At the core of basic cell biology is the principle of the Central Dogma, a process in which genetic information is replicated and transcribed into mRNA, translated into amino acids, and finally creating specific proteins using those amino acids [1] . This process is referred to as a “cell cycle”, a set of fixed sequences that each cell follows. This process is vital to every single living organism, as new cells are required to specialize and ensure homeostasis within the body. Along this cycle, there are multiple “checkpoints” where it is made certain that the cell is ready to proceed with the next steps of replication, or in other words that there were no errors in the genetic material that was being replicated. Some cells, however, have specific gene mutations that cause them to lack the intracellular signals or checkpoints indicating them to stop replicating. As a result, the cell undergoes rapid and uncontrollable replication—this is what we identify as cancer, also known as a loss of control in a cellular cycle [2] [3] [4] [5] . Because of this uncontrollable cell replication, most cancers are indicated by lumps of tissue that form over the body—otherwise known as a tumor [6] . The aforementioned genetic mutations can affect many of the steps in the Central Dogma, including the transcription process involving RNA. This indicates that specific mutated genes can be directly correlated with the development of cancer and its malignancy [7] .

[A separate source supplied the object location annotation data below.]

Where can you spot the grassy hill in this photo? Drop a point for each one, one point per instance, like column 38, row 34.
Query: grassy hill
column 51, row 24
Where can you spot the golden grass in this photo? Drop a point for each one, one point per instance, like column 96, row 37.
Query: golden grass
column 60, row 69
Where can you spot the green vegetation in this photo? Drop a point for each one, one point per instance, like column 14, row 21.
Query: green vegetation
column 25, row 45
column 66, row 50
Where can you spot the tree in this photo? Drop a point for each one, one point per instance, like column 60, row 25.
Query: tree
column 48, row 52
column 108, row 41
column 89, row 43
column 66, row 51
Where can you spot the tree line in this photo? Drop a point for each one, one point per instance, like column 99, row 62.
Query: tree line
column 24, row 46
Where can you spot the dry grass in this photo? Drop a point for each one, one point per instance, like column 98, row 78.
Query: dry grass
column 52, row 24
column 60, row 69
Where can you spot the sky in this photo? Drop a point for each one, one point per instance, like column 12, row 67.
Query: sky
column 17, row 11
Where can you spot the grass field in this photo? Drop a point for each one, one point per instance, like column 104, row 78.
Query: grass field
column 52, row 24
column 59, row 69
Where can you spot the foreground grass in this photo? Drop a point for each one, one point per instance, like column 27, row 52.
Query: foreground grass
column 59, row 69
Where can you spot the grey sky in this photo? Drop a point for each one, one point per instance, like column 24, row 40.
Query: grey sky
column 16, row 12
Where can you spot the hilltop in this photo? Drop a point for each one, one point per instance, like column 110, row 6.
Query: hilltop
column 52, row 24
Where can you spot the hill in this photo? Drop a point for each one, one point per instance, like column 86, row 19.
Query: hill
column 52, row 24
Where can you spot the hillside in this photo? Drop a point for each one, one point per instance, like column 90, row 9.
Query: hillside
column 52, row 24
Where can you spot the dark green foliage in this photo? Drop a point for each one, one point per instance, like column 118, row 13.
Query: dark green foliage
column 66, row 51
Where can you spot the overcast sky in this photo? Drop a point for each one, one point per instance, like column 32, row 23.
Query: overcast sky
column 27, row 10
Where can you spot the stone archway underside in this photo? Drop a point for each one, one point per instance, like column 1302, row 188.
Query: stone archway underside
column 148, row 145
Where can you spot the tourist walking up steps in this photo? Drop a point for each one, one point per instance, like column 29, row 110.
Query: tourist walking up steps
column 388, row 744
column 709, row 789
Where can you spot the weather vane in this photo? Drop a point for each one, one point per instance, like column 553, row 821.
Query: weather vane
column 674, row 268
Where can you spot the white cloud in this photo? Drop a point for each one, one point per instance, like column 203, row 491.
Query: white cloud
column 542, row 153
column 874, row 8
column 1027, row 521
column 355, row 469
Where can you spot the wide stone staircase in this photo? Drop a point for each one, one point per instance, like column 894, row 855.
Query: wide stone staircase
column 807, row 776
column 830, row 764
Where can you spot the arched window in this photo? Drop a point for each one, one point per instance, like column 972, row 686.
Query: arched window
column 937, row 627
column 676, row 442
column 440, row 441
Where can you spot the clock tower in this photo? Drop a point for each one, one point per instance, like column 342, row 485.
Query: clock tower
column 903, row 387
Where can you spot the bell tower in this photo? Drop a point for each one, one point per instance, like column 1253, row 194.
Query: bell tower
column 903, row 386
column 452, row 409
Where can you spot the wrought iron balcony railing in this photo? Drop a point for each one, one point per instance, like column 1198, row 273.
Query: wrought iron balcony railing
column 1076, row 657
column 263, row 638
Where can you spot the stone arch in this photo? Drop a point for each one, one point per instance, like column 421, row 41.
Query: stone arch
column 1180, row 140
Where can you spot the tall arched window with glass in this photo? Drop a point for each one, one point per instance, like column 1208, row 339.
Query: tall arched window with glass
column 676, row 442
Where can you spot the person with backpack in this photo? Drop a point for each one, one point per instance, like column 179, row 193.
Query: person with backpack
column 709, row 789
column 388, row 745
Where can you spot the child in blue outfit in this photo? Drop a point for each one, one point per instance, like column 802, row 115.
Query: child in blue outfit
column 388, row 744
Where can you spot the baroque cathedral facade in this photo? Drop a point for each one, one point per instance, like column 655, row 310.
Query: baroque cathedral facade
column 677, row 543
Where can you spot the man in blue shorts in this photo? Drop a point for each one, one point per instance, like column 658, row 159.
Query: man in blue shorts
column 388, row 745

If mutations in genes are the catalysts to development of cancer, then wouldn’t there be a direct correlation between the presence of the mutated genes and the development of the cancer? This is the basis of the paper, whereby we are categorizing and predicting the cancer stages according to patients’ gene expression data. Due to recent developments in the genetic sequencing field by biotechnology companies such as Illumina, the cost and efficiency of sequencing an entire human has improved drastically. Using sequencing machines such as the Novaseq 6000, it is now possible to sequence genes using machines for as low as 600 USD [8] . As for the source of the genome data, we received it from The Cancer Genome Atlas Program, a landmark cancer genomics program, molecularly characterized over 20,000 primary cancers and matched normal samples spanning 33 cancer types (The Cancer Genome Atlas Program—NCI). TCGA is foundational in cancer research and analysis, and we used its data to analyze and predict each of their lung cancer stages according to the respective gene expression data of the patients.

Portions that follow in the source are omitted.